The triplets were given a clean bill of health after a nose-to-tail examination, including their eyes, heart and weight, as keepers contended with “sharp claws” and “feisty personalities”.
Staff were also glad to discover the sexes of the striped cubs – two males and a female – as their mother, Gaysha, waited outside in the paddock while they received their first vaccinations.
Zookeeper Lucy Reed admitted holding the triplets still for their injections felt like “doing a mega workout”.
“It’s not very often we are ‘hands on’ with the animals we look after – in fact most of the time we do the complete opposite – so I was very excited to get to help hold the cubs, it’s a huge privilege,” she said.
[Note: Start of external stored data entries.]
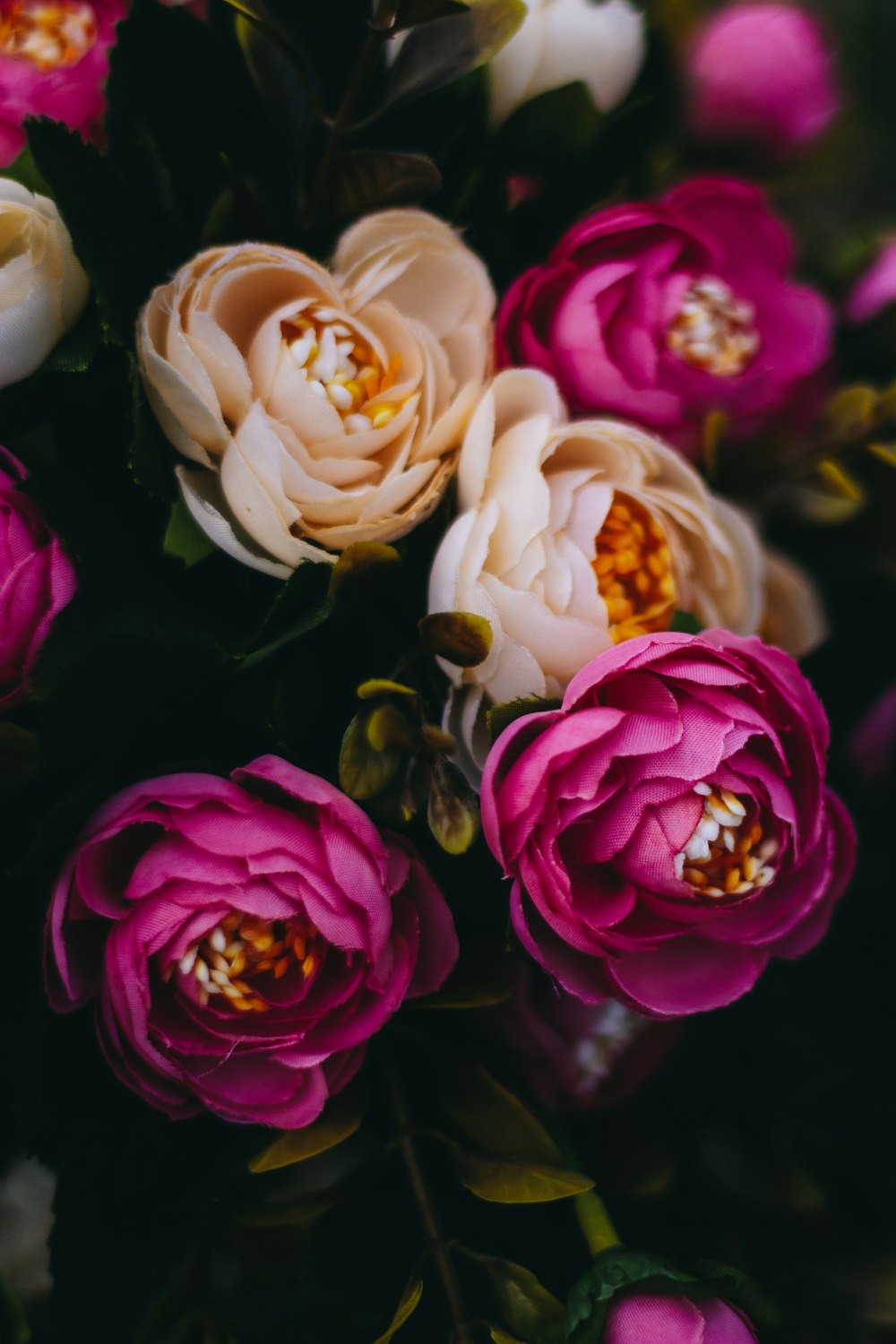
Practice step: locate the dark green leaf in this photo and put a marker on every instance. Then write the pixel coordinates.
(514, 1183)
(527, 1306)
(443, 51)
(410, 1300)
(109, 230)
(363, 771)
(371, 179)
(500, 717)
(490, 1116)
(460, 637)
(185, 539)
(452, 809)
(339, 1121)
(685, 623)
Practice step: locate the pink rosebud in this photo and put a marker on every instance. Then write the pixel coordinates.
(54, 62)
(638, 1317)
(245, 940)
(876, 289)
(662, 314)
(668, 830)
(37, 581)
(762, 73)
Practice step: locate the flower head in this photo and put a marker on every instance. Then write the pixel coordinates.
(664, 314)
(668, 830)
(323, 409)
(244, 938)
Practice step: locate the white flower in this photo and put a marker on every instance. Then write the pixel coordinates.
(323, 409)
(26, 1218)
(562, 40)
(573, 537)
(43, 287)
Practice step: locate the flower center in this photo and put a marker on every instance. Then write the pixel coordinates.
(715, 331)
(50, 37)
(727, 855)
(239, 949)
(633, 566)
(339, 365)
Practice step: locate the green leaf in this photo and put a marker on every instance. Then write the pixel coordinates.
(460, 637)
(527, 1306)
(440, 53)
(371, 179)
(410, 1300)
(185, 538)
(489, 1116)
(108, 228)
(340, 1120)
(514, 1183)
(685, 623)
(359, 564)
(500, 717)
(363, 771)
(452, 812)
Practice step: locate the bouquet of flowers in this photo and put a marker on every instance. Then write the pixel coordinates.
(446, 487)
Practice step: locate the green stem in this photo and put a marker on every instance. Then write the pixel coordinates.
(379, 32)
(424, 1198)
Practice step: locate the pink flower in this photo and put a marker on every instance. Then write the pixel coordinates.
(661, 314)
(762, 73)
(245, 940)
(668, 830)
(37, 581)
(642, 1317)
(874, 289)
(578, 1056)
(54, 62)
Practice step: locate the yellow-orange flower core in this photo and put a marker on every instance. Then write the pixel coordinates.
(341, 367)
(50, 37)
(230, 959)
(633, 566)
(728, 855)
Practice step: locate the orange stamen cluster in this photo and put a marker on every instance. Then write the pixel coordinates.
(633, 566)
(50, 37)
(343, 368)
(239, 949)
(727, 855)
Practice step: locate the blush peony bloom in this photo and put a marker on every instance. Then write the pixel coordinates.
(54, 62)
(43, 287)
(762, 73)
(641, 1317)
(37, 581)
(662, 314)
(245, 940)
(575, 537)
(565, 40)
(668, 828)
(323, 409)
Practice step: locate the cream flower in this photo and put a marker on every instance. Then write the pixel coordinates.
(563, 40)
(43, 287)
(573, 537)
(323, 409)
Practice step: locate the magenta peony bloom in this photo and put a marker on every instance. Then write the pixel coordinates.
(578, 1056)
(643, 1317)
(762, 73)
(661, 314)
(37, 581)
(245, 940)
(668, 828)
(874, 289)
(54, 62)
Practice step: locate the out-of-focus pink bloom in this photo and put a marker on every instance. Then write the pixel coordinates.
(763, 73)
(54, 62)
“However, I think it’s safe to say the cubs didn’t feel the same way – they’re super strong already and holding them still for their injections felt like doing a mega workout.
“It’s a really encouraging sign though, as all the fidgeting and hisses are a completely instinctive behaviour and something we want to see them doing.”
All three were fitted with a microchip during the check, which ensures they can be easily and accurately identified as they grow and their details added to records for a global breeding programme, in which they’ll play “a significant role,” as their species is critically endangered.
They weighed in at 9.3 kilograms and 8.25 kg for the two males, and their sister at 6.7 kg.
ZSL veterinarian Dr Ellie Milnes added: “This first health check is really important for the cubs.”
“Not only is it a chance for us to really investigate how they’re doing and how well they’re growing, but their first vaccinations help to boost their young immune system and keep them healthy and well.
“It gives us great pleasure to say we have three healthy – and super strong – cubs in our care.”
The cubs now await names after confirmation of their sexes.